On the first day of class, I will walk in, my hair pulled into a no-nonsense bun and a stack of papers under my arm. Turning to the large group of college freshmen blinking at me over their laptops and syllabi, I will announce, “In this class, I will be teaching you how to read.”
A chorus of confused murmurs will ripple through the lecture hall. Inevitably, someone will raise their hands and say something to the effect of, “Ms. Yu, we’re… er… sitting in a college literature class. I think it’s safe to assume that we know how to read by now.”
I will nod at the student brave enough to speak up. “Yes, I am sure all of you can look at ink on a page and decipher it into words. However, I contend that very few of you know how to actually read—actually gain true insight and enjoyment from what you are reading. If, by the end of this class, you have not learned how, you may feel free to laugh in my face.” I will offer the sea of puzzled faces a confident smile before adding, “We will start right away. Turn to page 367 in your textbooks.”
According to a survey conducted in September of 2016, 50% of U.S. adults are unable to read an 8th grade level book. 70% of Americans have not stepped into a bookstore in the last five years. An astounding 80% of U.S. families did not purchase a single book this year.

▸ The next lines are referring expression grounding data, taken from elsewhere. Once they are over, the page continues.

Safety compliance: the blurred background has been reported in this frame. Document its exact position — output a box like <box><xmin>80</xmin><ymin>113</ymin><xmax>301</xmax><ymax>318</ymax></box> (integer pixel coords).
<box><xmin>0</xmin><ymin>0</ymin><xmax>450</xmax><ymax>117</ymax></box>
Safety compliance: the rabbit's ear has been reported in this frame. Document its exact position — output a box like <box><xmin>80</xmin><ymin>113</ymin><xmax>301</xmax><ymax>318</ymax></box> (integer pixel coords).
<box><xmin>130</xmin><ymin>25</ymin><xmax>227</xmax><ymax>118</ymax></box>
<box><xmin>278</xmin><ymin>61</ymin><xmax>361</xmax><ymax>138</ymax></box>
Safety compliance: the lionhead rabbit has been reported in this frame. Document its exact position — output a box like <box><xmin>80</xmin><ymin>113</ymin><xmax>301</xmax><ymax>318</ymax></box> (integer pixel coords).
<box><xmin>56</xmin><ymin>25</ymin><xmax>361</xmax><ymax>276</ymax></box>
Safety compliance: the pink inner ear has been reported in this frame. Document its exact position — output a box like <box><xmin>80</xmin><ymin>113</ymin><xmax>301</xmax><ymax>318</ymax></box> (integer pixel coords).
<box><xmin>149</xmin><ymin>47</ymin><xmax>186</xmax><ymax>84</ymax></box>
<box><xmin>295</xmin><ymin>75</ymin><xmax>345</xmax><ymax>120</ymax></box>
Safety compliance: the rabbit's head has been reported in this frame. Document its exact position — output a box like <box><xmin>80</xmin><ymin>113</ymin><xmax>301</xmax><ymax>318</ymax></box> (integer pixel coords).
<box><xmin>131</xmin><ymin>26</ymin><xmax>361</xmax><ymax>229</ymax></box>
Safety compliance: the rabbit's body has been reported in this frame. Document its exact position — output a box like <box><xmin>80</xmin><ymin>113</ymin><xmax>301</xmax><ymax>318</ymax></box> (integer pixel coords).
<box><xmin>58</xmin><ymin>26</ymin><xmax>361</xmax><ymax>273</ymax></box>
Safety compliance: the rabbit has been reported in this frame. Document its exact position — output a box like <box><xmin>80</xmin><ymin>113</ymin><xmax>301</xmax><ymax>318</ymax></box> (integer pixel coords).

All around me, I see what is not exactly illiteracy but what is certainly an inability to appreciate the true value of literature. The sad truth is that most Americans see books as a last-resort form of entertainment even in airports. The pages of Edith Wharton and Edgar Allen Poe are merely requirements, walls of a prison they broke through when they completed their final mandatory English course and at which they never bothered to look back.
Even now, in high school, I see books differently than most of my friends do. Rather than a prison, the black and white form a sanctuary into which I can flee after a long day. Characters and happenings from plays and poems and prose echo my innermost thoughts; the symbols and feelings are mine: I wait for Godot, I drag the carcass of a great fish across the sand, I sing songs of America, I reach for the light across the bay.
I refuse to believe that this appreciation means I’m somehow special. It is my personal conviction that everyone can learn to fall in love with reading if they are just taught how much thought and emotion books can contain. Furthermore, I believe with all my heart that a true appreciation of literature is a defining measure of an engaged mind and a fulfilling life.
So I will begin my class by demystifying Shakespeare. I will show my students through his ghosts and puns and bears that the Bard is not quite the face of elitism they have learned to expect. My students will begin to recognize that the fiery ambition of Macbeth, the misplaced jealousy of Othello, and the mischievous gallantry of Mercutio have been passed on like heirlooms to the present. I will help them fall in love with children of Shakespeare’s mind and weep as they breathe their last.
I will teach them that Dickens’ lengthy descriptions are more than catalogs, that absurdist plays are not quite as absurd as they may seem at first glance. I will have them lock poems in their hearts with which they will one day propose to a lover or lull a child to sleep. There will be no written tests—only discussions in which no thoughtful answer will ever be wrong. My students will come to view books as a creative endeavor that is not complete without their input; I will encourage them to take from each work a hope, message, or lesson that belongs to them alone. Their final assignment will be to find a piece of literature in which they feel at home.
In the end, my gift to my students will be the love of reading. And my gift to my country will be a generation of young people who love to read.